August 18, 2015

Popular Culture and the Metamorphosis of Law

New from Taylor and Francis: Cultural Legal Studies: Law's Popular Cultures and the Metamorphosis of Law (Cassandra Sharp and Marett Leiboff, eds.; 2015). Here is a description of the contents from the publisher's website.
What can law’s popular cultures do for law, as a constitutive and interrogative critical practice? This collection explores such a question through the lens of the ‘cultural legal studies’ movement, which proffers a new encounter with the ‘cultural turn’ in law and legal theory. Moving beyond the ‘law ands’ (literature, humanities, culture, film, visual and aesthetics) on which it is based, this book demonstrates how the techniques and practices of cultural legal studies can be used to metamorphose law and the legalities that underpin its popular imaginary.

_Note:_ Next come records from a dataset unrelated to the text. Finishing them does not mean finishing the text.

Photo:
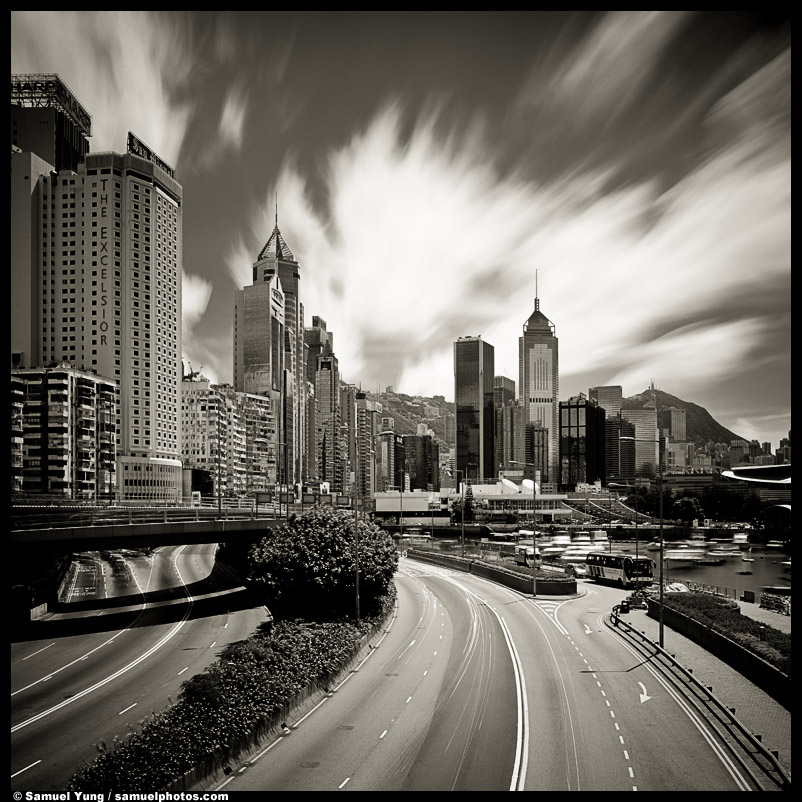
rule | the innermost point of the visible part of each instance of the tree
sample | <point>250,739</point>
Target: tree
<point>687,509</point>
<point>308,566</point>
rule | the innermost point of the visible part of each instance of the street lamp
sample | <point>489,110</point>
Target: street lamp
<point>635,488</point>
<point>662,544</point>
<point>534,521</point>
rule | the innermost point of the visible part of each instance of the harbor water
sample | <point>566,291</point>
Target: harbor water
<point>767,569</point>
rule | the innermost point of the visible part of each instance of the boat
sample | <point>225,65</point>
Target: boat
<point>683,557</point>
<point>710,559</point>
<point>554,546</point>
<point>724,552</point>
<point>599,536</point>
<point>775,544</point>
<point>741,539</point>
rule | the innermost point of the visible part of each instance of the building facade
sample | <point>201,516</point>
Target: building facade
<point>582,446</point>
<point>63,435</point>
<point>475,409</point>
<point>276,259</point>
<point>539,385</point>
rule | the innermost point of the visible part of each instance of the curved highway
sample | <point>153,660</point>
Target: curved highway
<point>477,687</point>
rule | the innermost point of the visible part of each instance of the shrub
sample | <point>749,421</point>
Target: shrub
<point>308,567</point>
<point>724,616</point>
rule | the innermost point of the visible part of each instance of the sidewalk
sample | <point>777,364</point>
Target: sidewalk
<point>757,711</point>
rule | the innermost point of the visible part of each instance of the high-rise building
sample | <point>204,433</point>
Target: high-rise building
<point>276,259</point>
<point>322,371</point>
<point>503,390</point>
<point>422,457</point>
<point>610,398</point>
<point>47,119</point>
<point>672,419</point>
<point>66,431</point>
<point>539,384</point>
<point>475,410</point>
<point>582,448</point>
<point>106,268</point>
<point>646,439</point>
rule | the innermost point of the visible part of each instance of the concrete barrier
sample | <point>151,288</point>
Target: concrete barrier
<point>511,579</point>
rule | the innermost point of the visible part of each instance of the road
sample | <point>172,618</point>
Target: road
<point>131,631</point>
<point>476,687</point>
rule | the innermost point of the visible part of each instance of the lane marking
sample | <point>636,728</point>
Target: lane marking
<point>25,769</point>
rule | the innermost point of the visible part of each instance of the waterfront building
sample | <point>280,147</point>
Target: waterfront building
<point>538,385</point>
<point>276,259</point>
<point>582,446</point>
<point>475,411</point>
<point>322,370</point>
<point>610,398</point>
<point>422,459</point>
<point>97,277</point>
<point>49,120</point>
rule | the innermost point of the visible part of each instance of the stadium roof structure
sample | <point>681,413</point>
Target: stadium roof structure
<point>761,474</point>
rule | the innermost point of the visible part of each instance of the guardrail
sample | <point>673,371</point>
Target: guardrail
<point>763,758</point>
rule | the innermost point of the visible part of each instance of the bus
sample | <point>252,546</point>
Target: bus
<point>623,570</point>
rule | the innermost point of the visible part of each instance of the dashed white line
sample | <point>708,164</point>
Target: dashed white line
<point>25,769</point>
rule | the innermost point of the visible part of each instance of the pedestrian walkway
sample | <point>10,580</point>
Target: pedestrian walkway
<point>754,708</point>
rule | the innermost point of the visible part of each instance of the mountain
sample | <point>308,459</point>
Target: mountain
<point>700,425</point>
<point>408,411</point>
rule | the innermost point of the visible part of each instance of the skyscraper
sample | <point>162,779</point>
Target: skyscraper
<point>475,410</point>
<point>47,119</point>
<point>539,385</point>
<point>610,399</point>
<point>581,442</point>
<point>276,259</point>
<point>323,373</point>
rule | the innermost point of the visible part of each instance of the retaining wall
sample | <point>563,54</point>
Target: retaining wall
<point>755,669</point>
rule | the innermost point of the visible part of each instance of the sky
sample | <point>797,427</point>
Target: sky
<point>433,172</point>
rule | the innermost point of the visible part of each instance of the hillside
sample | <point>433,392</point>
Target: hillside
<point>408,411</point>
<point>699,423</point>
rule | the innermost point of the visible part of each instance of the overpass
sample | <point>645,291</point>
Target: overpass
<point>44,530</point>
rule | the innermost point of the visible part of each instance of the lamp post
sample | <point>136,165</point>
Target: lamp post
<point>635,488</point>
<point>660,507</point>
<point>534,521</point>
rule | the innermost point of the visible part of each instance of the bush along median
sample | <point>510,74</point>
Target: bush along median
<point>305,568</point>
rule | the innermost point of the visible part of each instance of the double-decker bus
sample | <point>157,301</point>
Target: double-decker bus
<point>623,570</point>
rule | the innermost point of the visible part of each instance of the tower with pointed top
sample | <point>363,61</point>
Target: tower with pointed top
<point>538,390</point>
<point>277,266</point>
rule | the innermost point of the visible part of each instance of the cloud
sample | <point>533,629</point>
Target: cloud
<point>232,118</point>
<point>195,294</point>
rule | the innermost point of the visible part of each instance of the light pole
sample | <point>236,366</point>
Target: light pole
<point>635,488</point>
<point>356,550</point>
<point>534,521</point>
<point>660,507</point>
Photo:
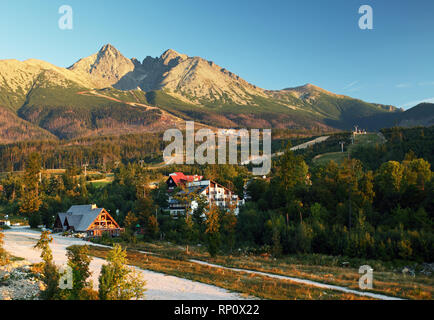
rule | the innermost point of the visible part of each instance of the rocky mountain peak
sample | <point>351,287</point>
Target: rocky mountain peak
<point>171,57</point>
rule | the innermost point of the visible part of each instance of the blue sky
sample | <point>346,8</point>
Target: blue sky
<point>274,44</point>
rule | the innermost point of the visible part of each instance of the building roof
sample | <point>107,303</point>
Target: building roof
<point>80,217</point>
<point>181,178</point>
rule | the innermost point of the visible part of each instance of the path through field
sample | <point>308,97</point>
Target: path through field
<point>19,241</point>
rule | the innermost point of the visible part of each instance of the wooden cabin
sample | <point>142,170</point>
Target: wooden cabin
<point>87,219</point>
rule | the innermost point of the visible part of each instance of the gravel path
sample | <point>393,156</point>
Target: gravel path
<point>20,241</point>
<point>304,281</point>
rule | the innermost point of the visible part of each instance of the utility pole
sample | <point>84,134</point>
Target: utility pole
<point>85,169</point>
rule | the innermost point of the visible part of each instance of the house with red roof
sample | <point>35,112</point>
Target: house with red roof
<point>179,179</point>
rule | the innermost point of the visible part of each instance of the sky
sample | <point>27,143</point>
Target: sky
<point>273,44</point>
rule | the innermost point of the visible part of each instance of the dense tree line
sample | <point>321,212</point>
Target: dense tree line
<point>343,210</point>
<point>400,141</point>
<point>101,153</point>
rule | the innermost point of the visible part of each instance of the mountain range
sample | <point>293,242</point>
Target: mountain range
<point>107,93</point>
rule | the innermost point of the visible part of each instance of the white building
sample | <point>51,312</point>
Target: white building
<point>215,193</point>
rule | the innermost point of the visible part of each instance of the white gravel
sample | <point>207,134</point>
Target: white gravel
<point>19,242</point>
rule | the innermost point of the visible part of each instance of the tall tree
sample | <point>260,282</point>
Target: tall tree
<point>30,199</point>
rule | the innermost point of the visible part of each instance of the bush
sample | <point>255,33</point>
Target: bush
<point>34,220</point>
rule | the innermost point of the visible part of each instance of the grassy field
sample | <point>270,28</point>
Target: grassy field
<point>320,268</point>
<point>339,157</point>
<point>248,284</point>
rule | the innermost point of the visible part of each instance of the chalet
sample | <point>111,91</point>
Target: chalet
<point>87,219</point>
<point>178,179</point>
<point>215,194</point>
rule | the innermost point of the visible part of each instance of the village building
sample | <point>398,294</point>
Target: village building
<point>179,180</point>
<point>213,192</point>
<point>87,219</point>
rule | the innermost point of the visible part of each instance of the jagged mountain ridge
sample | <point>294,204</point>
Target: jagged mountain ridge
<point>106,93</point>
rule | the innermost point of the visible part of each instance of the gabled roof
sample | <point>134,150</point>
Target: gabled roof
<point>180,178</point>
<point>80,217</point>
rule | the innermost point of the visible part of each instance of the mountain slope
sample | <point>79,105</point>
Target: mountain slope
<point>420,115</point>
<point>105,68</point>
<point>107,93</point>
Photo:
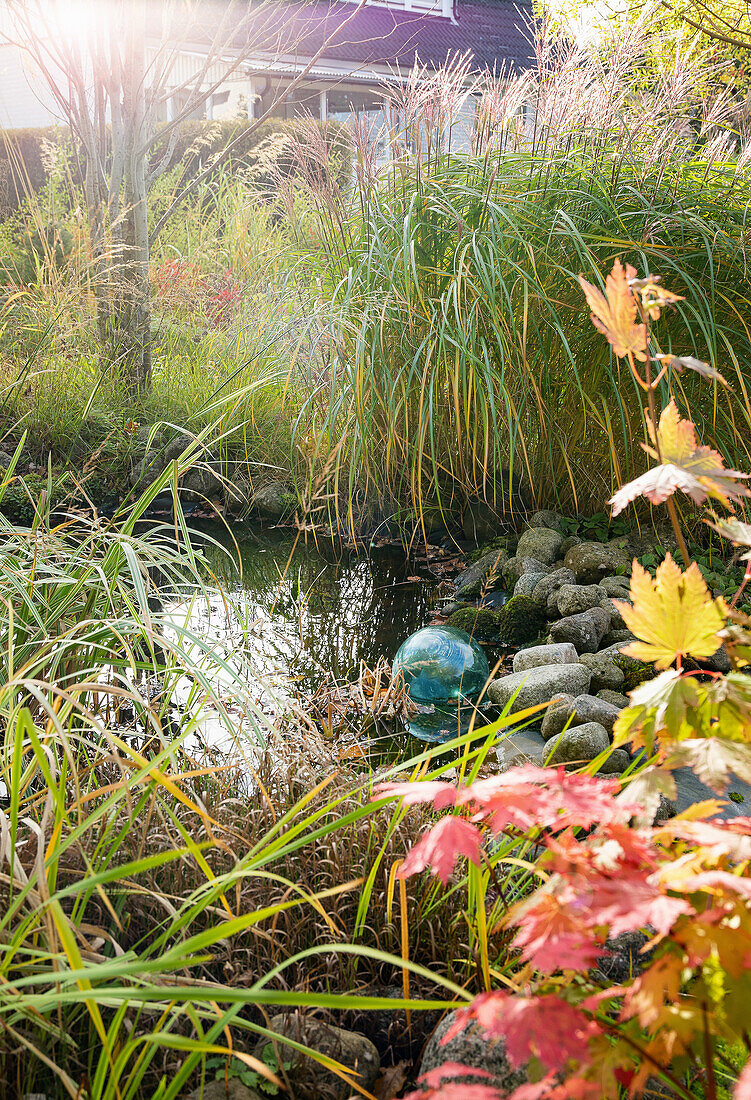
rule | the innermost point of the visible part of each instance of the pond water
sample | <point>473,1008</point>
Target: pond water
<point>308,614</point>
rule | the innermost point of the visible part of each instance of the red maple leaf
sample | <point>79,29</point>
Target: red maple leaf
<point>441,846</point>
<point>543,1026</point>
<point>552,935</point>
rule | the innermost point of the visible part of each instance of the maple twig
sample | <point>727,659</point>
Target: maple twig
<point>651,386</point>
<point>613,1030</point>
<point>709,1058</point>
<point>673,513</point>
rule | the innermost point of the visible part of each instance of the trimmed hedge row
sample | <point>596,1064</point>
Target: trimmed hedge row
<point>24,167</point>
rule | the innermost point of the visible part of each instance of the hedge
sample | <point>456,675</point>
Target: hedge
<point>23,171</point>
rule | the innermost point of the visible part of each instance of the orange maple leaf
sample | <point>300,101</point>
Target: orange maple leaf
<point>614,312</point>
<point>697,471</point>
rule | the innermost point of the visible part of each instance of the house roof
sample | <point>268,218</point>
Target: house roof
<point>495,33</point>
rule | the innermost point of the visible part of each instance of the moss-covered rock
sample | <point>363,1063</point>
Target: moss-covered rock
<point>634,672</point>
<point>481,623</point>
<point>520,619</point>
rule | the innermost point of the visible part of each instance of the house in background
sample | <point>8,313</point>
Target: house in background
<point>370,47</point>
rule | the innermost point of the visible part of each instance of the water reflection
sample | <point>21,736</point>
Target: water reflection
<point>304,612</point>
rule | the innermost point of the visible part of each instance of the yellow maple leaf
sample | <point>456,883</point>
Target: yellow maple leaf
<point>697,471</point>
<point>673,615</point>
<point>614,312</point>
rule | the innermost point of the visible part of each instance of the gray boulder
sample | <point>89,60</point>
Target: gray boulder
<point>573,540</point>
<point>351,1048</point>
<point>605,672</point>
<point>617,620</point>
<point>482,575</point>
<point>517,567</point>
<point>549,585</point>
<point>616,638</point>
<point>616,587</point>
<point>616,697</point>
<point>520,747</point>
<point>592,561</point>
<point>585,630</point>
<point>540,542</point>
<point>545,518</point>
<point>539,685</point>
<point>527,584</point>
<point>473,1048</point>
<point>591,708</point>
<point>558,716</point>
<point>574,598</point>
<point>275,501</point>
<point>577,745</point>
<point>536,656</point>
<point>616,763</point>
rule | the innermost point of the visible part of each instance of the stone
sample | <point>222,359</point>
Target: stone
<point>664,811</point>
<point>573,540</point>
<point>527,584</point>
<point>532,658</point>
<point>519,620</point>
<point>540,542</point>
<point>605,672</point>
<point>574,598</point>
<point>540,685</point>
<point>618,700</point>
<point>577,744</point>
<point>585,630</point>
<point>616,763</point>
<point>481,623</point>
<point>473,1048</point>
<point>517,567</point>
<point>625,957</point>
<point>616,587</point>
<point>617,620</point>
<point>275,501</point>
<point>549,584</point>
<point>518,748</point>
<point>224,1090</point>
<point>545,518</point>
<point>482,575</point>
<point>634,671</point>
<point>592,561</point>
<point>351,1048</point>
<point>558,716</point>
<point>591,708</point>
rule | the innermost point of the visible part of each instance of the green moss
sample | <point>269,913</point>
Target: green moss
<point>521,620</point>
<point>634,672</point>
<point>482,623</point>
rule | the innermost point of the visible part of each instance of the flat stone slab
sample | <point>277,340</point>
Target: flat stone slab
<point>563,652</point>
<point>540,684</point>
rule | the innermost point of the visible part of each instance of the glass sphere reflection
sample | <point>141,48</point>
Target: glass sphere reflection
<point>441,663</point>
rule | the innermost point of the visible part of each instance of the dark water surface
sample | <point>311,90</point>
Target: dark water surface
<point>306,612</point>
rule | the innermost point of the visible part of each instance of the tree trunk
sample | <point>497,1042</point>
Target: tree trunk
<point>131,290</point>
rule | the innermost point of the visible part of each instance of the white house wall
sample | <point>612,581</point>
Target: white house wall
<point>24,101</point>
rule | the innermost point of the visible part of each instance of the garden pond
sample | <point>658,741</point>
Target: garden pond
<point>312,613</point>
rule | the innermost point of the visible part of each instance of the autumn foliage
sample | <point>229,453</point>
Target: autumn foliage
<point>605,867</point>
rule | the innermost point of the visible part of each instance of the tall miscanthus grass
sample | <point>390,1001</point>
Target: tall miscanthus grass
<point>461,361</point>
<point>161,900</point>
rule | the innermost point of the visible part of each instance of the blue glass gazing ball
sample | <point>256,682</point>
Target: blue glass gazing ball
<point>441,663</point>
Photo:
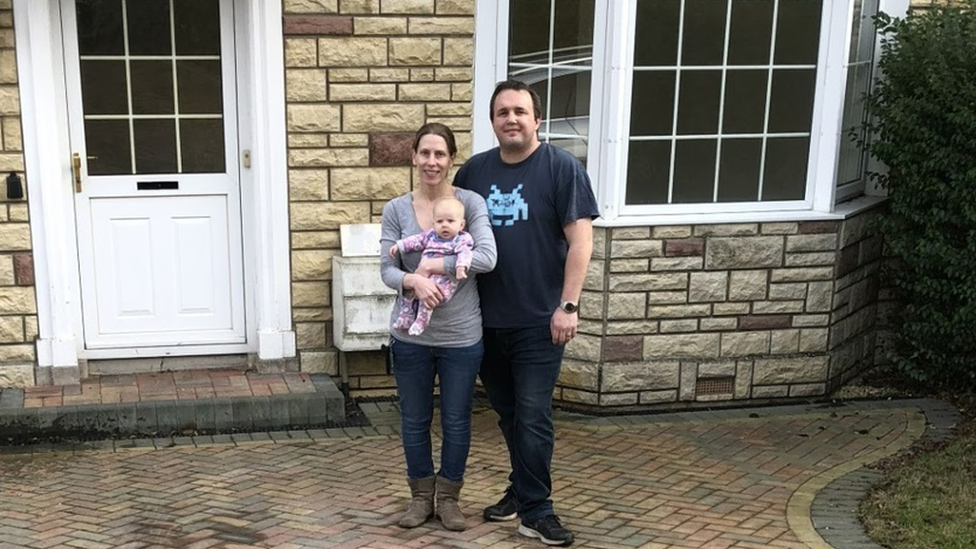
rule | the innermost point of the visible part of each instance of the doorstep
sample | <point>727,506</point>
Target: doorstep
<point>163,403</point>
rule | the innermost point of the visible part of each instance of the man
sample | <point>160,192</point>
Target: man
<point>542,210</point>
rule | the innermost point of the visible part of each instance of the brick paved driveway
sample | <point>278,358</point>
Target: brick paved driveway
<point>690,480</point>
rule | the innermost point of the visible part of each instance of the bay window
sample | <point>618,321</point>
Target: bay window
<point>691,106</point>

By drawing on three different modes of cultural legal studies – storytelling, technology and jurisprudence – the collection showcases the intersectional practices of cultural legal studies, and law in its popular cultural mode. The contributors to the collection deploy differentiated modes of cultural legal studies practice, adopting diverse philosophical, disciplinary, methodological and theoretical approaches and subjects of examination. The collection draws on this mix of diversity and homogeneity to thread together its overarching theme: that we must take seriously an interrogation of law as culture and in its cultural form. That is, it does not ask how a text ‘represents’ law; but rather how the representational nature of both law and culture intersect so that the ‘juridical’ become visible in various cultural manifestations. In short, it asks: how law’s popular cultures actively effect the metamorphosis of law.
Wonderful publication with great contributors: PART I: Cultural Legal Studies – The Urgency of Method and Story 1. Cultural Legal Studies and Law’s Popular Cultures, Marett Leiboff & Cassandra Sharp 2. Cultural Legal Studies as Law’s Extroversion, Marett Leiboff 3. Finding Stories of Justice in the Art of Conversation: Ethnography in Cultural Legal Studies, Cassandra Sharp PART II: Cultural Legal Studies as Legal Storytelling 4. Interventions into the Feeling of Popular Justice: Australia’s Stolen Generations, the Problem of Sentimentality, and Re-Encountering the Testimonial Form, Honni Van Rijswijk 5. Border Crossings: The Transnational Career of the Television Crime Drama, Sue Turnbull 6. Theatre and the Law in the 21st Century, Peter Robson PART III: Law’s Technologies and Cultural Legal Studies 7. Picturing Justice in a Fraught Legal Arena: Fetus, Phantoms and Mandatory Ultrasounds, Jessica Silbey 8. Peeping: Open Justice and Law’s Voyeurs, Katherine Biber 9. Irony as Method: Reframing Photographs in Cultural Legal Studies, Karen Crawley 10. Bodies, Cinema, Sovereignty: Using Visual Culture Methodologies to Think About Other Ways that Law Might Work, Kirsty Duncanson PART IV: Cultural Legal Studies as Jurisprudence 11. Popular Culture’s Lex Vampirica: The Law of the Undead in True Blood, the Twilight Sagaand The Passage, William Macneil 12. Reading the Law Made Strange: Cultural Legal Studies, Theology and Speculative Fiction, Timothy D Peters 13. Republicanism Meets (Dystopian) Faërie: Harry Potter and the Institutional Disaster, Luis Gómez Romero.

But that price! $140 in hardcover. Oh, dear.